Pour notre part, on ne fera pas mystère de notre scepticisme avant l’entrée en scène du boys band belge. Pas franchement convaincus par leur dernier album Nocturne (62 TV Records, 2017), on est toutefois curieux de découvrir comment Girls in Hawaii défend sa pop mélanco-mélodique en live. Et il faut bien admettre que la prestation est à la hauteur de l’engouement dont bénéficie le groupe : un set irréprochable, des jeux de lumières audacieux et une véritable aisance scénique. Les morceaux gagnent ainsi en rythme et en profondeur et on se surprend à réentendre l’album d’une oreille plus attentive. On préfèrera toutefois les modestes et intimes Blue Shape et Monkey au mauvais single Walk sur lequel on jurerait entendre Julien Doré…

Concrete Knives @ Route du Rock Hiver 2018 | Crédit photo : Rod Maurice pour Arte Concert
Concrete Knives @ La Route du Rock Hiver 2018 | Crédit photo : Rod Maurice pour Arte Concert

Découvert il y a 8 ans dans cette même salle qui s’appelait alors l’Omnibus, nous étions ravis de retrouver les caennais de Concrete Knives.
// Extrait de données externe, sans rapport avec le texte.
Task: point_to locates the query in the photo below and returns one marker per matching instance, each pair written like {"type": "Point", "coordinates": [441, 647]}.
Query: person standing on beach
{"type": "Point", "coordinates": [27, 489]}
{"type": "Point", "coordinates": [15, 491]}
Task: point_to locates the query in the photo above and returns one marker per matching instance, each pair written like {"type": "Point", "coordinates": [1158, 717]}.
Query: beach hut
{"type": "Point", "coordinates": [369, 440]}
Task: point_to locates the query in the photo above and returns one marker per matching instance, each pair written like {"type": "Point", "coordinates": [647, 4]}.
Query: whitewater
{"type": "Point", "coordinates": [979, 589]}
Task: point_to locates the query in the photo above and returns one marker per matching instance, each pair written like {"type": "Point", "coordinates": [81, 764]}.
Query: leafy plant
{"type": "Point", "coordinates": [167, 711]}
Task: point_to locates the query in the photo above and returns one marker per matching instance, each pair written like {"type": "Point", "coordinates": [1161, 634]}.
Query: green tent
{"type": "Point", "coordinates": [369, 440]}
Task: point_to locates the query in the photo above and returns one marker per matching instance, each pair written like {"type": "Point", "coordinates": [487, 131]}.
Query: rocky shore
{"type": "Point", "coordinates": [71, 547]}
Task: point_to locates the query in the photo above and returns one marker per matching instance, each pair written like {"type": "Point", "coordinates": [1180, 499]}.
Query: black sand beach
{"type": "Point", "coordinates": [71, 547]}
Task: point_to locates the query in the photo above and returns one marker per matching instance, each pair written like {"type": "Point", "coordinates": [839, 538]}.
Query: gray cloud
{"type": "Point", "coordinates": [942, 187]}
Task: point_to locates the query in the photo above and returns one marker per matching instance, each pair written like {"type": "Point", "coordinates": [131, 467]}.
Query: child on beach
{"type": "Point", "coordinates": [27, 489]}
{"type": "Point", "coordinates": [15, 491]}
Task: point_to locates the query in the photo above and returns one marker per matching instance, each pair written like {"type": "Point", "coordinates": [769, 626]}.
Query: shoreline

Après un premier album Be Your Own King (Bella Union, 2012) très bien reçu par la critique et une tournée dans les plus grands festivals de France, le groupe revient avec un nouvel opus : Our Hearts (Vietnam, 2018). Et c’est le jour de sa sortie que le désormais sextet se présente sur la scène du festival. Sans surprise, on est tout de suite pris par l’énergie incomparable et communicative du groupe, mêlant les tubes du premier opus tel que Brand New Start et les morceaux inédits de son successeur : The Lights ou encore l’excellent Gold Digger. Entre pop anglaise et influences afro-beat, le charisme de Morgane Colas et Nicolas Delahaye et les refrains chantés en chœur, les normands ne nous n’ont pas déçus ! A dans huit ans ? On espère bien avant.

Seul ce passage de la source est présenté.